Le rapport de cite Thomas Lubanga et Yves Kahwa Panga Mandro comme de « masterminds » du groupe Zaïre. Dans sa partie introductive, le rapport dit qu’

En Ituri, le groupe armé Zaïre, allié de la coalition AFC-M23, s’est concentré sur l’établissement d’un nouveau front contre les FARDC. Thomas Lubanga Dyilo et Yves Khawa Pango Mandro, qui font l’objet de sanctions, ont joué un rôle essentiel dans la mobilisation du groupe Zaïre et le renforcement de la collaboration avec la coalition AFC-M23. Le groupe Zaïre a intensifié son recrutement, formant des milliers de combattants en vue d’une offensive de grande envergure en Ituri.

Une de ces incohérences est liée au fait que ces rapports partagent des informations de façons disjointes. Par exemple, Thomas Lubanga n’est cité que dans le rapport de décembre 2022 lors de sa libération par le groupe armé CODECO (voir le rapport S/2022/479, page : 21). Par la suite, ces rapports (juin et décembre 2023 et juin 2024) ne citent pas son nom (si ma mémoire est bonne). Les experts ne donnent pas d’information sur quand Thomas Lubanga a fui vers l’Uganda ni moins le contexte dans lequel il a fui vers l’Uganda.

Yves Khawa Panga Mandro est cité dans le rapport de décembre 2022 (voir S/2022/967, page : 19). En decembre 2022, ce rapport stipule que Yves Khawa cherchait « à prendre la tête du groupe Zaïre » et travaillait en étroite collaboration avec le chef militaire du groupe, Zawadi Vajeru. Depuis decembre 2022, les experts presque rien dits sur Yves Khawa jusqu’à ce que on parle d’un très sophistiqué groupe Zaïre qui a des speedboats….

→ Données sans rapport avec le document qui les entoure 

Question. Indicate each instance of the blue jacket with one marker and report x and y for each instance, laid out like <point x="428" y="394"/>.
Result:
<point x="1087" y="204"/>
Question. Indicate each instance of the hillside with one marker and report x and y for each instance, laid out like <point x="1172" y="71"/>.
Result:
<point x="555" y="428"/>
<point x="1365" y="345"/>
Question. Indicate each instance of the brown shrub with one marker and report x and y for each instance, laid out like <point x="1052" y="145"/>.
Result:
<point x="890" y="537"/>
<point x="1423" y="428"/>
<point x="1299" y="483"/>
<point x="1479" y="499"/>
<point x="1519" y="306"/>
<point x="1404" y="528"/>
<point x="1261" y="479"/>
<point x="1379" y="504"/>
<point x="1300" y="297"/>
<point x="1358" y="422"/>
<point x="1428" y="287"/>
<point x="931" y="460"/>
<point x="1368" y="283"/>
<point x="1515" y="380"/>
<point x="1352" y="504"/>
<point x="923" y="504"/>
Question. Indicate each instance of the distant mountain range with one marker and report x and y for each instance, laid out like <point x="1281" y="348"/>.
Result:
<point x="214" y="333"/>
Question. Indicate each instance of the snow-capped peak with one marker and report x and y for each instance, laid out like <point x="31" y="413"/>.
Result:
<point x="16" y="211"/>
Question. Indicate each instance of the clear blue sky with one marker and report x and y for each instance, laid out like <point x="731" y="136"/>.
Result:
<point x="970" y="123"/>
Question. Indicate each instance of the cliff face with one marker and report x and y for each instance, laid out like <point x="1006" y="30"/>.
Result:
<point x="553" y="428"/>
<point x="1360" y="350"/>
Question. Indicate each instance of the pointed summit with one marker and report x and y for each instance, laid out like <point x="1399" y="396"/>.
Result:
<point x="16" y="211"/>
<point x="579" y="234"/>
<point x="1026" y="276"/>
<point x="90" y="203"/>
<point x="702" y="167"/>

Ces rapports font abstraction au fait que Thomas Lubanga et Yves Kahwa aurait quitté l’Ituri à cause des menaces proféraient par le gouverneur militaire, le Lt. Gen Luboya Nkashama. Ce dernier ne voulait pas des voix qui s’opposent à ses perspectives de résoudre les conflits en Ituri. Il est fort probable que Thomas Lubanga a été accusé par les services de sécurité de la RDC avant qu’il soit cité par les experts. Le fait que Thomas Lubanga et Yves Khawa ont divergé avec le Gen Luboya Nkashama, les experts devraient en tenir compte. Il est difficile de réaliser quand les experts ont été en contact avec Thomas Lubanga et Yves Khawa pour avoir leurs points de vue. Il est aussi inopportun de tout affirmer sur la crise en Ituri sans tenir compte du contexte socio-sécuritaire qui a prévalu en Ituri depuis 2017.

2. Le Groupe « Zaïre”

Le rapport de décembre 2024 fait croire que le groupe Zaïre

s’est doté de matériel militaire et de camionnettes et bateaux militarisés, augmentant ainsi ses moyens d’intervention sur le lac Albert. Il a mis en place une capacité de surveillance aérienne en déployant de petits drones commerciaux.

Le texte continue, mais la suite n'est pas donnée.